I've jokingly called rock n' roll the only true religion, but inside I kind of mean it.  I love the music and the gatherings and the uncertainty and the pageantry.

What's got my phantom limb twitching tonight must be somewhere in that part of my faith.  Once at a worship service I lead, I didn't light any of the candles that I placed at the alter.  Instead I left several matchbooks and lighters laying around and asked the people to light a candle when they knelt and prayed.  I asked them to spark hope against the darkness so that we could join them in prayer.  The image of the sea of candles flickering at the end of communion still tugs at my heart.

I'm frustrated because there is no secular version of that moment.  I don't have the liturgy any more and I really miss it sometimes.  One of the earliest Christian Rock songs was called "Why should the devil have all the good music?"  I never thought I'd be asking why christians should have all the beautiful moments.

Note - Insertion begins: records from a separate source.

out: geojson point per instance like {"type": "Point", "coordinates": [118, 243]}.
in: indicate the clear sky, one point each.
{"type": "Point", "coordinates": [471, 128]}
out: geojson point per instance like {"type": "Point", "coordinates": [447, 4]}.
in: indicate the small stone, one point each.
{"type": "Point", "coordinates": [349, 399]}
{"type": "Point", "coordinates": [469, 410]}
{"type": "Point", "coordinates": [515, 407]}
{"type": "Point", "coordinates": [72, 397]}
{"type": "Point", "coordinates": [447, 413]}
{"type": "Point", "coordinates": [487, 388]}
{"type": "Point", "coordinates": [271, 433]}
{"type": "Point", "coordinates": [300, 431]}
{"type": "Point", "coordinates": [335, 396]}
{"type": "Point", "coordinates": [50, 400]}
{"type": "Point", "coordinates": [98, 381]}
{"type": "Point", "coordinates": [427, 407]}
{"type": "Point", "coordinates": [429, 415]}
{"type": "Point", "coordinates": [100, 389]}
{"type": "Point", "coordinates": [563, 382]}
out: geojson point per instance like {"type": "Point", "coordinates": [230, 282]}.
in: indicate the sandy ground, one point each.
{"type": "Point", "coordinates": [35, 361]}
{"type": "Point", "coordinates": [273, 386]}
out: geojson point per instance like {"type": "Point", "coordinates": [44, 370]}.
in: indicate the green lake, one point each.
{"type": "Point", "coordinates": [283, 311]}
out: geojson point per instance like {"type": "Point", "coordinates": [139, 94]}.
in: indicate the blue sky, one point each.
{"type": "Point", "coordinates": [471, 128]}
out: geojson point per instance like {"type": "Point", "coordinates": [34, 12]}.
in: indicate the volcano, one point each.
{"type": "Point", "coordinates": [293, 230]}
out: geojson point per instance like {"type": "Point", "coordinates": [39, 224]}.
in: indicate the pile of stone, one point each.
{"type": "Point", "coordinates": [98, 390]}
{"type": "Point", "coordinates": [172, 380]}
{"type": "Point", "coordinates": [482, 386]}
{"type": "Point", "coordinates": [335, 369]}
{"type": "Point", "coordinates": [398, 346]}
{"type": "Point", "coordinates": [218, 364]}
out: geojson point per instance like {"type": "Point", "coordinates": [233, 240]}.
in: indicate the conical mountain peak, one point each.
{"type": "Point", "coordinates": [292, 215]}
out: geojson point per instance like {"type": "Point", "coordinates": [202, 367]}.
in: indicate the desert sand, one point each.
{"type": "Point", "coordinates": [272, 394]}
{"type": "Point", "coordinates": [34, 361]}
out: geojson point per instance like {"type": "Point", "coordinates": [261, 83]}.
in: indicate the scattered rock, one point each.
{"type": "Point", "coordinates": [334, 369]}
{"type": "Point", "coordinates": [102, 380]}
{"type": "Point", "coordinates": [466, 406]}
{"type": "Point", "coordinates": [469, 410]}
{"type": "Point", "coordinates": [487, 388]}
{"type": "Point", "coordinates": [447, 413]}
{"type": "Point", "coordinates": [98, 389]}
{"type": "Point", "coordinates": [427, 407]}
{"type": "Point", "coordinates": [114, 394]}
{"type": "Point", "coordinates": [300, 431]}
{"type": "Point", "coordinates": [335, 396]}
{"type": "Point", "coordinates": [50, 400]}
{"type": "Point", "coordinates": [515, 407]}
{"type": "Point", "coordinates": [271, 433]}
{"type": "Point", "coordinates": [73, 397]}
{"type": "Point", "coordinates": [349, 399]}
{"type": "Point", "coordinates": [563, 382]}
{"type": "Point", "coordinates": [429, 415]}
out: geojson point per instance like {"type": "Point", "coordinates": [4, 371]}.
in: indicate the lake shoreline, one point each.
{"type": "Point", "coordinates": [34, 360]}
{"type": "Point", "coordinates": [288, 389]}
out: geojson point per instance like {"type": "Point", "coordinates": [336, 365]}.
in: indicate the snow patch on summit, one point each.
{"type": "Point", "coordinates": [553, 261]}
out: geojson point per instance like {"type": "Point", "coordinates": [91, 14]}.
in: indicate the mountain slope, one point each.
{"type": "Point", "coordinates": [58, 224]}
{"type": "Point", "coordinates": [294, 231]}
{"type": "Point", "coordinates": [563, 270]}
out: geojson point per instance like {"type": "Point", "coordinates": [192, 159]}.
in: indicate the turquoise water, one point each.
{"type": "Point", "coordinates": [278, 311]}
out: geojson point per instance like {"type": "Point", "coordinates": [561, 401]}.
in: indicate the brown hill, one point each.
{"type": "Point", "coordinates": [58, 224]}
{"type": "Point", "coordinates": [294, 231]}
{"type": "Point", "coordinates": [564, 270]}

 How do I create a worshipful moment in tribute to all the things I love?  I'd love to start a church where instead of god we drew our hearts to one another.  I want to kneel and be grateful for my small stupid life and my amazing fiance.  I want to say thank you for my parents and my sister and her family.  I want to let someone know that I'm hurting without having to let someone know that I'm hurting.  I want to dim the lights and play music and weep and laugh. I'm not a heretic, I'm a believer without a belief.  I'm an ist without an ism.

The man I met who'd lost his leg had to get a nerve-block to ease his pain.  They blocked the lines of communication between his leg and his brain so he'd quit getting the false messages.  I have no interest in that.  He'd had his leg blown off in a war, he deserves his comfort.  I don't want comfort.  I want to stay close to these signals.

I'm going to play with this mystery a while. It's made me restless.  I've found comfort in the phantom pain because it means part of me is receptive to an undiscovered element.  I'm not really limping, it's more a stagger and it only hurts when I hold still.